Eddie and the losers
Why are there financiers who think that they — and they alone — can run businesses where nearly everyone else who has tried has failed? There is Guy Hands with EMI and Cerberus Capital Mangement with Chrysler, but Exhibit A has to be hedge fund manager Eddie Lampert’s nearly four-year adventure with Sears.
One can admire the financiers’ ambition, the sheer audacity in going against conventional wisdom. Yet something obvious has been lacking in all their bold calculations: How to persuade consumers to buy their offerings. These have been companies that need leaders who are more like the late Billy Mays than financial wizards.
That was underscored today by Sears Holdings Corp.’s embarrassing second-quarter loss. Sales at both Sears and Kmart stores open at least a year fell 8.6 percent from the quarter a year ago. Revenue declined 10.3 percent. It’s a tough market, to be sure, and the weak housing market has dampened demand for core items like appliances. But recent results from retailers like Home Depot show that Sears’ shoppers are simply going elsewhere.

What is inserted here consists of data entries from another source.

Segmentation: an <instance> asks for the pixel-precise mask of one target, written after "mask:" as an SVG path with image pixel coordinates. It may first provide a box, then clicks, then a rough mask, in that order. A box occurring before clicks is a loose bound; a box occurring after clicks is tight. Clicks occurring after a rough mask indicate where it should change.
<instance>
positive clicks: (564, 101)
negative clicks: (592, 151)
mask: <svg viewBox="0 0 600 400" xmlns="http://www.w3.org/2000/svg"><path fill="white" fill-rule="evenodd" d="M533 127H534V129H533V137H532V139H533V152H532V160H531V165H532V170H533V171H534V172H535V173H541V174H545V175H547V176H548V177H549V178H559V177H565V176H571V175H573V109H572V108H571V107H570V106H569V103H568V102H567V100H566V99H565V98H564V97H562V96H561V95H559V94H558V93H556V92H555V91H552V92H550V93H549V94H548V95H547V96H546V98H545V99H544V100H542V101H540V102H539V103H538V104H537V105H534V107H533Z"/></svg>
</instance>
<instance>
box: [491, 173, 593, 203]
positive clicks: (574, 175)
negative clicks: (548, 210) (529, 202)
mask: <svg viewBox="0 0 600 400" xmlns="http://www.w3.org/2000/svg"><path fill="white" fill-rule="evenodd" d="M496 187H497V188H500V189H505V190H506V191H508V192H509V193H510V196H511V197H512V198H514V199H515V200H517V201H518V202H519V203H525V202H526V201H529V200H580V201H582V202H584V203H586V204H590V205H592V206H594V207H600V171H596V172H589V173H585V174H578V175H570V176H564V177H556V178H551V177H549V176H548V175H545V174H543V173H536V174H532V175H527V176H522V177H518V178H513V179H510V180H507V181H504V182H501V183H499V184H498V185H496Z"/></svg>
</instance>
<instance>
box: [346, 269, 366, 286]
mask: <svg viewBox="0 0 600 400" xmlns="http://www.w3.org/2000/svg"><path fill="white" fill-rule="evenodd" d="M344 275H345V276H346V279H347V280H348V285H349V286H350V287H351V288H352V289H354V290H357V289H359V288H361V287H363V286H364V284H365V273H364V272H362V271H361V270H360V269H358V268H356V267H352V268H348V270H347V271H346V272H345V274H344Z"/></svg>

“Ouch,” begins Morgan Stanley’s note to investors on the results. The Credit Suisse report is titled “Put a Fork in It.”
But the Lampert experiment with Sears, for better or worse — and it may very well worse — will be running for some time now. That is a wider window than what other financiers had in their relatively brief forays into troubled busineses like recorded music, autos or newspapers. This is a hedge fund manager who has some time to still turn things around. In part, that’s because Sears has $1.3 billion in cash, down from $1.5 billion in the quarter a year ago, but up from $1.2 billion in the first quarter.
And Sears could do still more cost-cutting, which has been Lampert’s main focus in attempting a turnaournd. The retailer has announced the closings of just 28 stores; analysts estimate that there are hundreds of stores that are unprofitable and should be closed.
That’s not enough, as the Morgan Stanley analysts note: “Acess to liquidity and costs cuts do not address the core issues of declining relevance and underinvestment.”
Yet at this rate, Lampert has a while to go before he is forced into an endgame with Sears. There is time for another restructuring, additional online initiatives — maybe even a significant investment in the stores themselves. It is easy to mock Lampert as a Warren Buffett wannabe who has fallen to earth, a hedge fund manager who was naive about retailing, but Lampert and Sears will be with us for quite a while yet.